Featured image: “Saint Tail” by SubaruSumeragi

As I’ve mentioned before, I’m finishing up a graduate program, which is why the posting is infrequent here, but I haven’t forgotten about you.

I am still slowly working on cleaning up the blog and organizing the content. I removed a “currently reading” widget that I never kept updated, but replaced it with one from Goodreads, which will be easier for me to keep current, since I simply have to remember to scan book covers with my phone. I’m still planning to give fiction, essays, and reviews their own pages with a menu at the top, so stay tuned for that as well. Leave comments on any other features you want to see, or recommendations for layout.

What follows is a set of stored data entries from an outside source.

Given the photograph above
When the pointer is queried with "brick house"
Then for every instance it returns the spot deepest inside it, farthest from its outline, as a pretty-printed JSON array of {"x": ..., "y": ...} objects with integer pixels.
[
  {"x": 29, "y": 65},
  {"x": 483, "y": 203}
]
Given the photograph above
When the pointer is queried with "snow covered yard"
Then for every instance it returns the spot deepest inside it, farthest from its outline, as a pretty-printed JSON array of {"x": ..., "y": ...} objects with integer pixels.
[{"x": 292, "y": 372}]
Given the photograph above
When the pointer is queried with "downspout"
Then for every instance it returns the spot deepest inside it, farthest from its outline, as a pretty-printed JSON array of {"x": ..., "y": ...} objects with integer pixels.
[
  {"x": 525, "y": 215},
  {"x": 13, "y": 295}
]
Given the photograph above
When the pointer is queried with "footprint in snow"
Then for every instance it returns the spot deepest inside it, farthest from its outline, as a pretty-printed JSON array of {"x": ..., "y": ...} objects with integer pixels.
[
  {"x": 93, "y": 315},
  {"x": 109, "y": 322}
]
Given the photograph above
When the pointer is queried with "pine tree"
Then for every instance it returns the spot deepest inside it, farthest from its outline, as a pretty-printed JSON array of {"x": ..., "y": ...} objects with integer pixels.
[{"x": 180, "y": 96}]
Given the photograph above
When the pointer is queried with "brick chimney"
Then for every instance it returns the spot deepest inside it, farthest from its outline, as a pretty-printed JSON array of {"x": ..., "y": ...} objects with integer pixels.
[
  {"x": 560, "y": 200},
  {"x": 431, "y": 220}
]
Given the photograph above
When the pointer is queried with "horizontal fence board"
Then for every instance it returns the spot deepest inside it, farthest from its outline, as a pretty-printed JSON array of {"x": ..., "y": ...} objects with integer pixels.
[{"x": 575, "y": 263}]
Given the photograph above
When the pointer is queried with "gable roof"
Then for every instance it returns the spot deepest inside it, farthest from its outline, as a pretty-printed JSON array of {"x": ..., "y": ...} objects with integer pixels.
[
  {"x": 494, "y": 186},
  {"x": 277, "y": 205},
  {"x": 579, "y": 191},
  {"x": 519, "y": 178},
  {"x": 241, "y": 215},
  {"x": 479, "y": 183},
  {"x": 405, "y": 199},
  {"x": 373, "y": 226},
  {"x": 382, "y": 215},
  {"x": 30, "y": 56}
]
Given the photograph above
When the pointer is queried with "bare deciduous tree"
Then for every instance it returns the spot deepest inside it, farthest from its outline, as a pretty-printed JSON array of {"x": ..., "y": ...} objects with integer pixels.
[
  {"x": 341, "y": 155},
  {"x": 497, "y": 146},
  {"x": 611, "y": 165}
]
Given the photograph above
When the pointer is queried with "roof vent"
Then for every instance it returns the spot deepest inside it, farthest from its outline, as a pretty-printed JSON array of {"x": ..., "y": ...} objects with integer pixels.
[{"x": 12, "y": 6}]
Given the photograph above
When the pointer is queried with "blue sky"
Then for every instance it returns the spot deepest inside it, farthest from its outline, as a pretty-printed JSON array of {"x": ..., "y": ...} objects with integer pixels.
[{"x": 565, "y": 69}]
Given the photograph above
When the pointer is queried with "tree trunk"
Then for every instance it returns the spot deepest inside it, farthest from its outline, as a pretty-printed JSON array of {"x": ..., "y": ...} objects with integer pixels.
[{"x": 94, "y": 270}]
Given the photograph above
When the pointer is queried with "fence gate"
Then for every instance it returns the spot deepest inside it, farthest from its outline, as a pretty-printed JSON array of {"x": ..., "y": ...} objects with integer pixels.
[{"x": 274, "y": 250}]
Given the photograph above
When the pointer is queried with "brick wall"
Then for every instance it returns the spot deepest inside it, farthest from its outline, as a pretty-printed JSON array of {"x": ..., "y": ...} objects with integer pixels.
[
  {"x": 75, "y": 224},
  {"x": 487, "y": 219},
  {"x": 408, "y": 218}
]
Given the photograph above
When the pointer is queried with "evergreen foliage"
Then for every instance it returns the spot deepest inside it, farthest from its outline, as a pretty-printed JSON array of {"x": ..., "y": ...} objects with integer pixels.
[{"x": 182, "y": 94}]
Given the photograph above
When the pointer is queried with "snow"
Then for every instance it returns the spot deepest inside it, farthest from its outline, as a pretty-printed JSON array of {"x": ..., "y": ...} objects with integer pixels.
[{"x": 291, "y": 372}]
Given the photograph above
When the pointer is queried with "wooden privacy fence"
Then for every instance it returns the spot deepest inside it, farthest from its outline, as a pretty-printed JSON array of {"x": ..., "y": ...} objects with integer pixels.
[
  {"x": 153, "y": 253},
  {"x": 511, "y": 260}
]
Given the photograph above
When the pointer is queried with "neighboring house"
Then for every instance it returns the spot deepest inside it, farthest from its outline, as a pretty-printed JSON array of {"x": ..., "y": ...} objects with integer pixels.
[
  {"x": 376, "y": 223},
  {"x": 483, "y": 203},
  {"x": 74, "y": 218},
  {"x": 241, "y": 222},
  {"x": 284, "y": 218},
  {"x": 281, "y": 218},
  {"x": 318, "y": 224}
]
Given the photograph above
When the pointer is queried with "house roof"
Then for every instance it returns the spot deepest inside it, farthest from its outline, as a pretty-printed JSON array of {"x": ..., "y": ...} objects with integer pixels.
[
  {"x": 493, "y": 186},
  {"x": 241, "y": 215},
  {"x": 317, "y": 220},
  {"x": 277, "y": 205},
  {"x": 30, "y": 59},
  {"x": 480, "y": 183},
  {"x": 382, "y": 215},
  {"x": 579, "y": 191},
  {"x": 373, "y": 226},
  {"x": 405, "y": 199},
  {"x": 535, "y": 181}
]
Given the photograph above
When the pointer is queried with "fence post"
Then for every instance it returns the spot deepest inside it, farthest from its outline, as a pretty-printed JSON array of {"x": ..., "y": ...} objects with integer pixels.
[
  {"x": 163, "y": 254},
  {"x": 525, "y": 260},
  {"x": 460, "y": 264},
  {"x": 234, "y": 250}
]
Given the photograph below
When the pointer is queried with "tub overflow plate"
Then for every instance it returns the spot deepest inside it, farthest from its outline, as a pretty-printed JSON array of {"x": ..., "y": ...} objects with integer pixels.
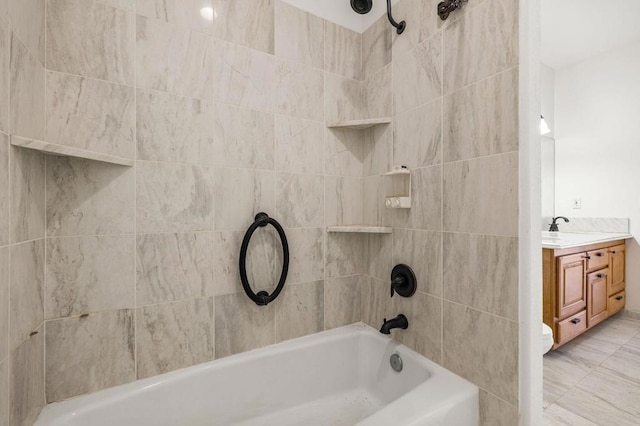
[{"x": 396, "y": 362}]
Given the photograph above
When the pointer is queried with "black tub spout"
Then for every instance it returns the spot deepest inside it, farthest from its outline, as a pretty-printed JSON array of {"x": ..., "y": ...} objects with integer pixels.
[{"x": 398, "y": 322}]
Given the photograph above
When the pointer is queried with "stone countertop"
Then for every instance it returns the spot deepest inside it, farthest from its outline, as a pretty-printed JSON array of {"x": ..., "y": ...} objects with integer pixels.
[{"x": 562, "y": 240}]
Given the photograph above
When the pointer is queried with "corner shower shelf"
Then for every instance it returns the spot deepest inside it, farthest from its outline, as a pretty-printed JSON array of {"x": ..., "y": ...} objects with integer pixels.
[
  {"x": 68, "y": 151},
  {"x": 359, "y": 124},
  {"x": 361, "y": 229}
]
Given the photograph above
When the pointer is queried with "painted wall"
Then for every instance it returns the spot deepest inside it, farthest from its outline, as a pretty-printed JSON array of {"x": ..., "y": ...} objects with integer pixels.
[
  {"x": 598, "y": 145},
  {"x": 341, "y": 13},
  {"x": 133, "y": 270},
  {"x": 547, "y": 77}
]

Also, since a reader recently asked for a discussion of Christian-themed magical girls, I am currently looking into Saint Tail and Phantom Thief Jeanne, the two Christian magical girl cat burglars who steal for Jesus. As I frequently mention here, works in the magical girl genre often come in pairs: someone produces something with a certain theme, and someone else replies by taking that theme and reversing it. Thus, Phantom Thief Jeanne can be interpreted as a deconstruction of Saint Tail, and it also features a plot twist that makes it a precursor of Puella Magi Madoka Magica.

But we’ll get to all that later. Soon. I promise.